E’ scontro Regioni-Miur/1. Il Friuli impugna decreto su sperimentazione

Non vi sono solamente ragioni politiche e di inopportunità nelle critiche che la Conferenza delle Regioni ha rivolto il 9 febbraio verso il decreto ministeriale sulla sperimentazione (progetto di innovazione di cui all’art. 11 del dPR 275/1999), chiedendone il ritiro.
Nel documento approvato dalla Conferenza delle Regioni e delle Province autonome, si sostiene infatti che sia nel decreto contestato sia nei due decreti ad esso allegati si fa riferimento al parere della Conferenza unificata, senza che tale parere sia stato espresso.

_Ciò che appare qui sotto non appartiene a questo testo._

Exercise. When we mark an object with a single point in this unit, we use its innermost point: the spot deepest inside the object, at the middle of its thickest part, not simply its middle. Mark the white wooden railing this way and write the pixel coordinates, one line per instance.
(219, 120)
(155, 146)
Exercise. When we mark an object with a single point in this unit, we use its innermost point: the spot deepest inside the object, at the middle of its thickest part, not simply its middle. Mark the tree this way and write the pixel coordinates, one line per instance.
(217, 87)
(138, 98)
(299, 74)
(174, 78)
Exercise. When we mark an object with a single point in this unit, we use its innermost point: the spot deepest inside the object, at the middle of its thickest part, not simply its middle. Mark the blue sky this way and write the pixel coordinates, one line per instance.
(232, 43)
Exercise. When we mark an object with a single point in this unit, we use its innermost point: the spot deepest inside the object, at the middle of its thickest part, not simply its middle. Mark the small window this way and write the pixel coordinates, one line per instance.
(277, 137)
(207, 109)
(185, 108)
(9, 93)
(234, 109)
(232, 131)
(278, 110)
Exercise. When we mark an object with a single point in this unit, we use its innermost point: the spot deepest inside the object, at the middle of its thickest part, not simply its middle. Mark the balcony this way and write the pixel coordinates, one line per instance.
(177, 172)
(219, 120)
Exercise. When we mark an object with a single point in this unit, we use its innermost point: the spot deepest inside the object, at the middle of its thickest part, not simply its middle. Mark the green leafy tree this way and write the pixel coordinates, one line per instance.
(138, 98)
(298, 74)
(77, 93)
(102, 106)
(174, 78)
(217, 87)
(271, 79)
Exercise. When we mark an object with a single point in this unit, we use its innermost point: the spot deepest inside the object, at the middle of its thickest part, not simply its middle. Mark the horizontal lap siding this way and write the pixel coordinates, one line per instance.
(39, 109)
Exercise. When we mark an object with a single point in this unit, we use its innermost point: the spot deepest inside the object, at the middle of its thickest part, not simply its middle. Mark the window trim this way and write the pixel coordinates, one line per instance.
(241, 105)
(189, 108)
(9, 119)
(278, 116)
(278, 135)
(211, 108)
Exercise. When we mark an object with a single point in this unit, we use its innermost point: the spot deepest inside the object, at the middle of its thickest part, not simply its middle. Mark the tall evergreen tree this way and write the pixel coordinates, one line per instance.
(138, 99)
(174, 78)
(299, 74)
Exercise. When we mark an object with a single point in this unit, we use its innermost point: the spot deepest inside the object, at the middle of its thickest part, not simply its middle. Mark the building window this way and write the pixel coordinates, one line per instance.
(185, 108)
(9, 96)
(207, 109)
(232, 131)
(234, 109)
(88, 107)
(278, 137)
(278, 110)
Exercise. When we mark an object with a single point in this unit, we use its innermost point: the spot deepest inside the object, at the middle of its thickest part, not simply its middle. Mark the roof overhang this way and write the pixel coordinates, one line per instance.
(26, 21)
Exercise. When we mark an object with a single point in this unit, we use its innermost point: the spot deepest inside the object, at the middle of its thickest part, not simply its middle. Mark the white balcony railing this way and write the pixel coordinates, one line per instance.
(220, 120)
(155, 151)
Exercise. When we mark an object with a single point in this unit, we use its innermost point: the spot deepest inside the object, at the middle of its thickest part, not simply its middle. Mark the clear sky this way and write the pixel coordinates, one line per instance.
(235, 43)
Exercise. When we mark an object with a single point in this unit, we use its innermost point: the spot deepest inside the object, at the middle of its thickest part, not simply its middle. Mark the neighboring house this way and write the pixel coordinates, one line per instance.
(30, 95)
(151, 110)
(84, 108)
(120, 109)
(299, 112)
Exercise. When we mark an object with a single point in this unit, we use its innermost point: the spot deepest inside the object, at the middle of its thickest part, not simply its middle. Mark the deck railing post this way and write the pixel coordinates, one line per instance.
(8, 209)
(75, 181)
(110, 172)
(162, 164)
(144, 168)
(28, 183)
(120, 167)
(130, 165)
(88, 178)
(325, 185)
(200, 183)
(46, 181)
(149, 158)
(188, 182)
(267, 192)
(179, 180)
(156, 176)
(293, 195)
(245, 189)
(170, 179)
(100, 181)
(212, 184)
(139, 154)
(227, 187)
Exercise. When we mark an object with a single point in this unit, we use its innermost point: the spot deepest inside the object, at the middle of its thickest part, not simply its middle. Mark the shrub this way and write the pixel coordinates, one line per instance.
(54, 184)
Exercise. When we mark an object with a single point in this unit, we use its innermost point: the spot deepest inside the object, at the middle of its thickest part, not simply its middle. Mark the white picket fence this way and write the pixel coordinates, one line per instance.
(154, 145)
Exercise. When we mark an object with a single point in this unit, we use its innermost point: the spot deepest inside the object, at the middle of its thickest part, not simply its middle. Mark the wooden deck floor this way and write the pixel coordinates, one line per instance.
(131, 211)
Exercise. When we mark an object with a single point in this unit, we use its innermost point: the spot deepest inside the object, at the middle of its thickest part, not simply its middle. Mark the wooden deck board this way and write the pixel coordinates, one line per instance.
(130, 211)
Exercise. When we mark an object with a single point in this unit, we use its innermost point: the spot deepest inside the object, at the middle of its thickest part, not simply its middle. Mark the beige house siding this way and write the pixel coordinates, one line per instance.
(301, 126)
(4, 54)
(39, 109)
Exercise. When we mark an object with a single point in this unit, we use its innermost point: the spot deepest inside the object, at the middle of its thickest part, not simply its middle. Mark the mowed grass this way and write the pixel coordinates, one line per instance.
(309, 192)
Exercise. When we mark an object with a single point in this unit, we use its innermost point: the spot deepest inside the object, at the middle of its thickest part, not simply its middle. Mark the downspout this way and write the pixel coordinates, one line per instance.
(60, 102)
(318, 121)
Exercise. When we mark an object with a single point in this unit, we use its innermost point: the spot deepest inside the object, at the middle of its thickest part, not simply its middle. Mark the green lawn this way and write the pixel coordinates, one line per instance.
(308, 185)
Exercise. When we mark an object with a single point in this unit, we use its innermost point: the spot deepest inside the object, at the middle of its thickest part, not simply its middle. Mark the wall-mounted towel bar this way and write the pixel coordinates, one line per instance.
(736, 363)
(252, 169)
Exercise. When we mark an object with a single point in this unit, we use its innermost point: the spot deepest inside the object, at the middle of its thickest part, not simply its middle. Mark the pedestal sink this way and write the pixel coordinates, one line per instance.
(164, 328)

Vi sarebbe dunque un vizio di legittimità.
Rileggendo attentamente i tre testi, quel “sentita la Conferenza unificata…” lo si ritrova nei due allegati al decreto vero e proprio sulla sperimentazione.
Un passaggio procedurale obbligatorio, perché sia le tabelle di confluenza e di corrispondenza, che la quota dei piani di studio rimessa alle istituzioni scolastiche (che sono gli oggetti dei due decreti ministeriali) devono proprio essere definite, secondo l’art. 27 del decreto legislativo n. 226/2005, “sentita la conferenza Unificata“.
Ma la Conferenza, il merito delle questioni, l’ha discusso o no?
Secondo il Miur sì, secondo le Regioni no.
Determinante ai fini di una compiuta valutazione dei fatti è quanto affermato dal ministro per gli Affari regionali La Loggia nel concludere i lavori della riunione della Conferenza Stato-Regioni del 15 dicembre 2005, come risulta dal verbale della Conferenza: il ministro “prende atto che allo stato le Regioni e le autonomie locali non sono ancora nelle condizioni di esprimere un parere, e che chiedono di essere messe nella condizione di poterlo esprimere; da parte sua il ministero dell’istruzione prende atto della mancanza, ad oggi, del parere“.
Proprio su questo interrogativo si svilupperà il contenzioso che si profila all’orizzonte e che la Regione Friuli Venezia Giulia ha già annunciato con impugnativa e richiesta di sospensiva del decreto davanti al Tar del Lazio.
Potrebbe, dunque, non bastare al ministro l’azione di difesa preventiva dichiarata nel decreto stesso, laddove giustifica la sua iniziativa in considerazione delle “numerose istituzioni scolastiche che nell’esercizio dell’autonomia … si sono proposte per l’attuazione di percorsi di studio coerenti con le nuove previsioni ordinamentali dei licei…”.